Everyone in the state of Texas is familiar, even if they don’t understand why, of the fact that their electricity bills might rise and fall from month to month depending on the time of the year. For Texans, this fact is specifically true in the summertime. But what might be curious to people is how this happens, even if a customer has a fixed rate plan and fastidiously keeps their thermostat at the same setting, month in and month out throughout the course of the year. So if this is the case, why does your electricity bill fluctuate? Well, there are many different reasons, but unquestionably, a huge factor that affects your electricity bill is the weather.
For Texans, lets start with what we’re most familiar with, which is the summertime. As I’ve said, everyone knows that our bills go up in the summer, and we know basically that this is because the summers in Texas get hotter. But why does this affect your electric bill? Well, to understand why this is, you need to wrap you head around the basic understanding of temperature and your electricity bill. For Texans, even if you keep your thermostat at 72 all year round, when it’s 100 degrees outside, suddenly your generators have to work to move the temperature down 28 degrees, when they might perhaps only have to work to move it 4 degrees from 68 to 72 in mid-October. That means that in the summer, the generators are working four times as hard to keep your apartment at a constant temperature. So the general rule is that the harder a generator has to work, the higher the cost of your electricity bill. Seems fairly simple, right?
Summer Weather and Your Electricity Bill
The same principle about electricity bills and the cost of cooling your place has other affects on the cost of your summer electricity as well. We’ve already discussed the effort it takes to keep the electricity in your home at a constant rate, and how that relates to the cost/amount of electricity you use. Well, that general idea also applies for the actual creation of electricity as well. If it takes more energy to keep your home cool in the summer, well, that extra electricity has to come from somewhere. This means that the actual generators that create the electricity for your home have to work harder (or more generators will have to be utilized) to make up for this increased need for energy. So not only are you using more electricity to get the same results, but the costs to generate the electricity for the local Transmission Distribution Service Provider (companies like ONCOR and Centerpoint) increase as well. Naturally, that increase in costs will be passed onto the Retail Electricity Provider who sells the electricity to the customer. And that increase will in a measure be passed onto the customer.
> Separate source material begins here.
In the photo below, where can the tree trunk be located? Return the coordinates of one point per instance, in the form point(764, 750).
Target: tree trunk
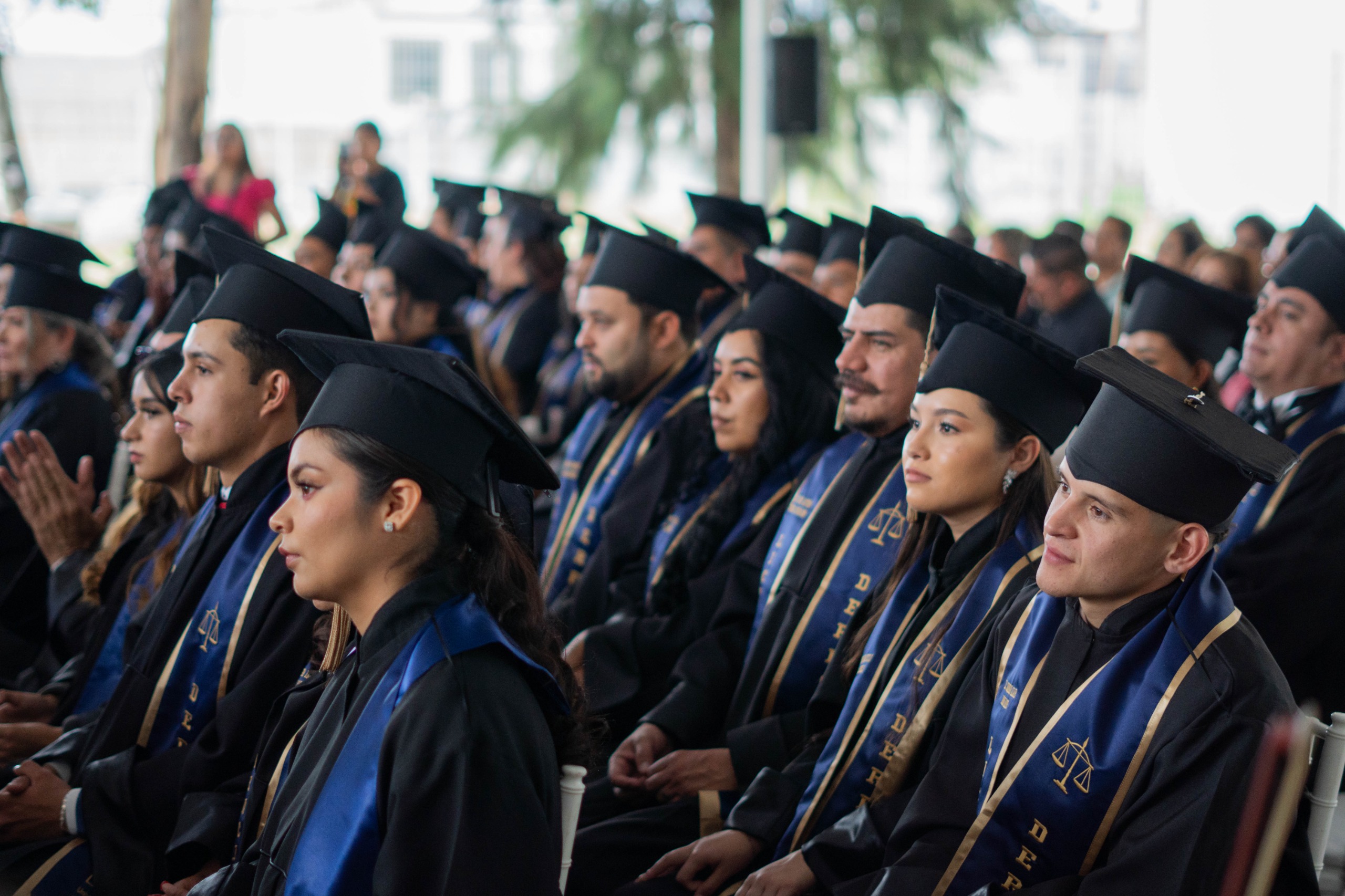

But lets reference this with a recent real world example that happened recently in the Texas electricity market. Recently, an electricity generator in Texas went offline for an extended period of time. Well, this put an extreme amount of strain on the other generators to keep up with the demand for all of the electricity customers in the state of Texas. They generators have to be run constantly. Imagine driving your car at 80 miles per hour for 24 hours straight. Eventually, something is going to happen, be it you’ll run out of gas, the car will overheat, or something inside will break. Now consider that this came at a time of peak summer heat and in the midst of an extremely brutal Texas drought, which has also been working overtime to make sure that Texas isn’t getting any kind of reprieve from the heat. So all things considered, you’re talking about a lot of factors that have been putting extreme stress on all of the generators in Texas, and one finally broke and went offline. So that’s one less generator to keep up with the same demand. So the weather and oppressive heat were a double-edged sword in this instance. The excessive drought and heat caused the generators to work overtime to keep up with the increased demand for customers to keep their homes and business cool. These two factors combined to essentially cause a generator to go offline. So before when the demand was at its peak, now there’s even one less generator helping to produce electricity and keep things cool. Ironically, this caused the price of electricity to go up even higher, which was a cost difference that had to be paid out by both the Retail Electricity Providers (REPs) like Bounce Energy, Reliant, TXU, etc. These companies who sell electricity to customers have to pay higher prices for them, and that cost is then passed onto the customers themselves. And all of this can be tied in directly to the oppressive summer weather in the state of Texas.